In this study, we investigated the biosynthetic machinery of the phosphonopeptide K-26, a nanomolar angiotensin converting enzyme inhibitor produced by Astrosporangium hypotensionis. K-26 consists of N-acetylated isoleucine, tyrosine, and the non-proteinogenic amino acid (R)-1-amino-2-(4-hydroxyphenyl)ethylphosphonic acid (AHEP). Bioinformatic analysis of the producing organism’s genome revealed a gene cluster of interest containing three genes of interest. Gene GBKDDPCE_01640 encodes a protein with both AAT_like/HisC and SAM-binding domains, suggesting a role in AHEP formation from tyrosine. Translated genes GBKDDPCE_01637 and GBKDDPCE_01638 share 41% and 47% homology with the genes responsible for encoding AglL and AglC, tRNA synthetase dependent GNAT-family enzymes known for catalyzing amide bond formation in phosphonopeptide biosynthesis. We hypothesize that this region is responsible for K-26 biosynthesis, with ‘01640 employing a novel mechanism of phosphonate bond formation with AHEP biosynthesis. The three enzymes, along with corresponding tRNA synthetases for Ile and Tyr, were heterologously expressed and purified from E. coli BL21(DE3). Biochemical assays monitored by UPLC-HRMS were used to assess ‘01640’s activity in AHEP synthesis. Results are expected to show catalytic function for ‘01640. The tyrosine and isoleucine addition is expected to be mediated by '01637 and ‘01638; however, further studies will determine their substrate specificity and functional redundancy.

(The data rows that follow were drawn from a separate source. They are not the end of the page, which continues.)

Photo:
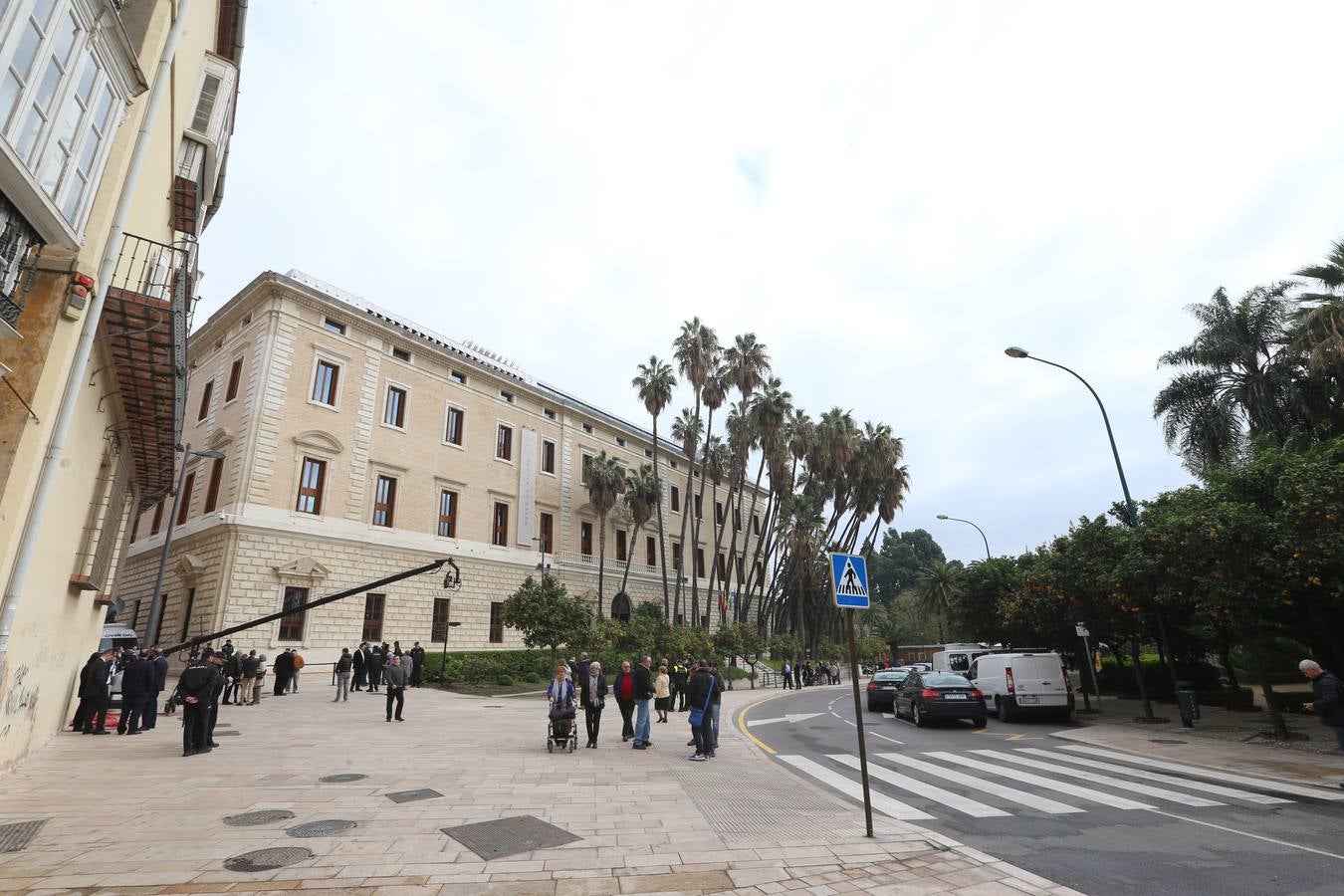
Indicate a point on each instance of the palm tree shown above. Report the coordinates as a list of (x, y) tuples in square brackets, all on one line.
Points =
[(1238, 380), (641, 497), (655, 383), (606, 483)]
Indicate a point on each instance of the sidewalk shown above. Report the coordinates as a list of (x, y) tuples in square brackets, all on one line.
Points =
[(1221, 739), (131, 815)]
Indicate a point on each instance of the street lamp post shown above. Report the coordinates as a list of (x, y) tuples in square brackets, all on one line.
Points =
[(156, 600), (944, 516)]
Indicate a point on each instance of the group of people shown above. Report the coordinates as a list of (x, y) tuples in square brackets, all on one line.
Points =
[(808, 673), (384, 666), (582, 684)]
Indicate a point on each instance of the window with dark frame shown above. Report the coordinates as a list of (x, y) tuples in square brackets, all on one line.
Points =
[(235, 375), (442, 615), (456, 423), (311, 481), (326, 381), (373, 604), (292, 625), (217, 472), (496, 622), (184, 499), (204, 400), (394, 410), (384, 501)]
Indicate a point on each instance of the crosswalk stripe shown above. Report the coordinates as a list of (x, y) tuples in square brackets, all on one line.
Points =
[(1162, 792), (1021, 796), (883, 803), (1163, 780), (1226, 777), (1027, 778), (953, 800)]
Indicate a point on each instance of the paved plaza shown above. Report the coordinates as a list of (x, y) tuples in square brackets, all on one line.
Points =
[(131, 815)]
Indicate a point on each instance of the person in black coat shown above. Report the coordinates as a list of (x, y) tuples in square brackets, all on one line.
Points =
[(593, 696)]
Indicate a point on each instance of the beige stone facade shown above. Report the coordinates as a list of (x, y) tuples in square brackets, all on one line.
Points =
[(296, 372)]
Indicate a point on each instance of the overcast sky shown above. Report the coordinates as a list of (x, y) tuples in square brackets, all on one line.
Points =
[(886, 195)]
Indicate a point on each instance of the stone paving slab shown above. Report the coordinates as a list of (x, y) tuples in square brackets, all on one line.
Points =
[(130, 814)]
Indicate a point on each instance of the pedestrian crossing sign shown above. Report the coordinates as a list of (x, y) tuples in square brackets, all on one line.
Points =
[(849, 580)]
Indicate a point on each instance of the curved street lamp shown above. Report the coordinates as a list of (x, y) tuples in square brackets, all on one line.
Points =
[(944, 516)]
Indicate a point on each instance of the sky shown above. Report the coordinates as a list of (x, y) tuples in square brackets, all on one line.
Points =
[(886, 195)]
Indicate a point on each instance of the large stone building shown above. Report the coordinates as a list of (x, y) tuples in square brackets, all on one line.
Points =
[(99, 250), (357, 445)]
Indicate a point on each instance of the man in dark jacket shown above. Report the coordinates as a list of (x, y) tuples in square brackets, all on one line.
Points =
[(1327, 699)]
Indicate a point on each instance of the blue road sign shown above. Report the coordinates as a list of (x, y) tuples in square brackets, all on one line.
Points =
[(849, 580)]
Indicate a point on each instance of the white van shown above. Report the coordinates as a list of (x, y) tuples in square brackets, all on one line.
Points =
[(1023, 684)]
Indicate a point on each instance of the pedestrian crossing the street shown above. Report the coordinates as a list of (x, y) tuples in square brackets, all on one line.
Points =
[(998, 784)]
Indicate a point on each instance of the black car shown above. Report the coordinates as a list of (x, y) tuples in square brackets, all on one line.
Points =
[(940, 695), (883, 687)]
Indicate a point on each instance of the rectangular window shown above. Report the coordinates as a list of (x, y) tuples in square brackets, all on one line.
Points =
[(442, 614), (448, 514), (185, 612), (456, 423), (548, 534), (204, 400), (394, 410), (235, 375), (184, 499), (326, 381), (292, 625), (217, 472), (373, 604), (311, 481), (496, 622), (384, 501)]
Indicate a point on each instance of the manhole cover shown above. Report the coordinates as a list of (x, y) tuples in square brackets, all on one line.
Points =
[(320, 827), (510, 835), (411, 795), (268, 858), (261, 817), (18, 835)]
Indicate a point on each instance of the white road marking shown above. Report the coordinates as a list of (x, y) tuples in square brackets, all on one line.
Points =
[(1216, 774), (1048, 784), (1021, 796), (945, 796), (833, 780), (1186, 799), (1163, 780)]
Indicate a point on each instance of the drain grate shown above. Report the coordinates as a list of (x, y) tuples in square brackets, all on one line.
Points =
[(15, 838), (320, 827), (261, 817), (411, 795), (510, 835), (268, 858)]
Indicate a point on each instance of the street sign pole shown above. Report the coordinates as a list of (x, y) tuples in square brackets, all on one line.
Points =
[(857, 715)]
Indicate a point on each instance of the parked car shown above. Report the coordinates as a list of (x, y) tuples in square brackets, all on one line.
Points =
[(883, 687), (940, 695), (1021, 684)]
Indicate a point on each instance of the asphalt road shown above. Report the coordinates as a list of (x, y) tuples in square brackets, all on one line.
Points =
[(1101, 823)]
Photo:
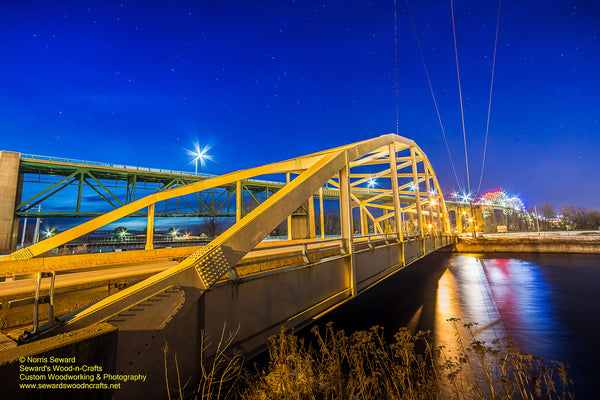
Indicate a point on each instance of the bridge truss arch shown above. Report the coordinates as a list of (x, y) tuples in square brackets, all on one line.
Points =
[(386, 183)]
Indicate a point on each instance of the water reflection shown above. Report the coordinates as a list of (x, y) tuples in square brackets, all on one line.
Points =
[(545, 303), (505, 296)]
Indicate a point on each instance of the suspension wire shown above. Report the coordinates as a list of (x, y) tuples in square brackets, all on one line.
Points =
[(396, 52), (462, 112), (487, 124), (432, 93)]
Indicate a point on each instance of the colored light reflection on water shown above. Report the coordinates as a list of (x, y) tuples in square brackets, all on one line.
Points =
[(545, 303), (548, 304)]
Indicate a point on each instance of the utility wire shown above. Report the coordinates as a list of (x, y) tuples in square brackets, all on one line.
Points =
[(396, 51), (432, 93), (462, 113), (487, 124)]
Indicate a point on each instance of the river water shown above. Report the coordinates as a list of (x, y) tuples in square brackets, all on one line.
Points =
[(548, 304)]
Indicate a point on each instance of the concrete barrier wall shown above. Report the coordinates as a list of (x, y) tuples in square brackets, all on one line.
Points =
[(528, 246), (87, 260), (259, 305)]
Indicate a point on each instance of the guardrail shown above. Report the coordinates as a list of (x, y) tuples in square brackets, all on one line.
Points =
[(308, 252)]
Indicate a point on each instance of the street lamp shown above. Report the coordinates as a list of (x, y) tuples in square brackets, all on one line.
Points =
[(200, 155)]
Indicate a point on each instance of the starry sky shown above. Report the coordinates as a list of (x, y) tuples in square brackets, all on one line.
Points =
[(138, 83)]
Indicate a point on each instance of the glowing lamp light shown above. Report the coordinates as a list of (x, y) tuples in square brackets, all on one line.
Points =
[(200, 155)]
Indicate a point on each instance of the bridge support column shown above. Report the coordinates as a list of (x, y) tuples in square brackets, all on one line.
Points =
[(395, 195), (364, 226), (417, 196), (346, 225), (321, 213), (11, 184), (150, 228), (238, 200), (312, 234), (289, 220)]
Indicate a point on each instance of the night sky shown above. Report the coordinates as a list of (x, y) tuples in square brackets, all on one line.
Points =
[(137, 83)]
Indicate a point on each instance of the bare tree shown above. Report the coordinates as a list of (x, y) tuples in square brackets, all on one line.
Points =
[(548, 213)]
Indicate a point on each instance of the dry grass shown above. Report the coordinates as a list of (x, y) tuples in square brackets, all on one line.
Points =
[(363, 366)]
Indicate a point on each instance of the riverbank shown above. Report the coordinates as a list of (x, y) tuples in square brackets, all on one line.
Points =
[(548, 242)]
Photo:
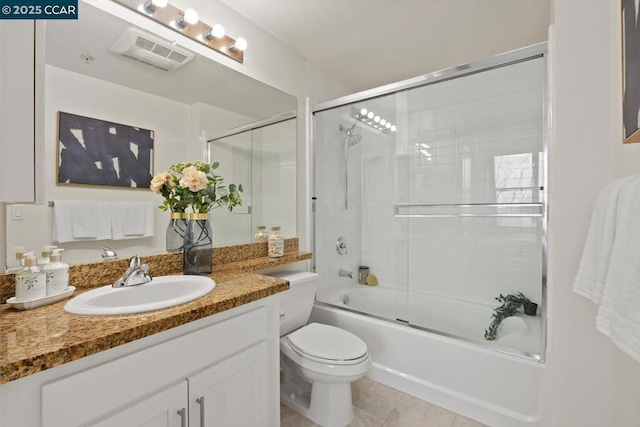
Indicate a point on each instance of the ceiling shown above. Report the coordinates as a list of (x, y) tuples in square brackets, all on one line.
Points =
[(95, 33), (368, 43)]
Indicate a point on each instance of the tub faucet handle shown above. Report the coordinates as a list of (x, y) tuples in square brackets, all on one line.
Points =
[(341, 246), (345, 273)]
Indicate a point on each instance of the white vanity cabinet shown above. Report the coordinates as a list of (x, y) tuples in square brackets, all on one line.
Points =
[(224, 368)]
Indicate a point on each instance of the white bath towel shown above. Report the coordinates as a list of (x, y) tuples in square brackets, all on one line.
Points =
[(619, 311), (84, 219), (596, 256), (119, 214)]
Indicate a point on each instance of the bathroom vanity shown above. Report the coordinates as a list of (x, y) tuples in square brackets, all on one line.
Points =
[(221, 368), (212, 361)]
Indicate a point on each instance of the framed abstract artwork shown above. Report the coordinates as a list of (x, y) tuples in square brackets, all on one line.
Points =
[(631, 71), (97, 152)]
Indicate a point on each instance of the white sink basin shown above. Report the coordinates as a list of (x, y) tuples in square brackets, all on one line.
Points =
[(161, 292)]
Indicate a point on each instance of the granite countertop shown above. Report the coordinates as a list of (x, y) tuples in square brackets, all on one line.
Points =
[(35, 340), (43, 338)]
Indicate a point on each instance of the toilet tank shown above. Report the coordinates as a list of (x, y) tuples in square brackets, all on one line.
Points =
[(297, 302)]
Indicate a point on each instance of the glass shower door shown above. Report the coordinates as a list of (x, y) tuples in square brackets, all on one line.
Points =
[(473, 208)]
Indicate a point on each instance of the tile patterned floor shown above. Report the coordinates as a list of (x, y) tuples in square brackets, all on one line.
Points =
[(376, 405)]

Bio. Sophi Theriault is a biochemistry student at California State University San Marcos, where she conducts undergraduate research, investigating the synthesis of mimetic enzyme iron-sulfur complexes. She has presented her work at the 2025 Emerging Researcher’s National Conference and the CSUSM CSTEM R&D Day. As a founding  member  of  the  Chemistry  Biochemistry  Academic Association (CBAA) and a lead tutor for the STEM Success Center, she is committed to peer mentorship and scientific community building. Sophi’s academic dedication and leadership reflect her passion for advancing inclusive and collaborative science. She plans to pursue a Ph.D. in chemistry with a focus on natural products, aiming to contribute to a research community that broadens scientific understanding through a faculty role at a research-focused institution.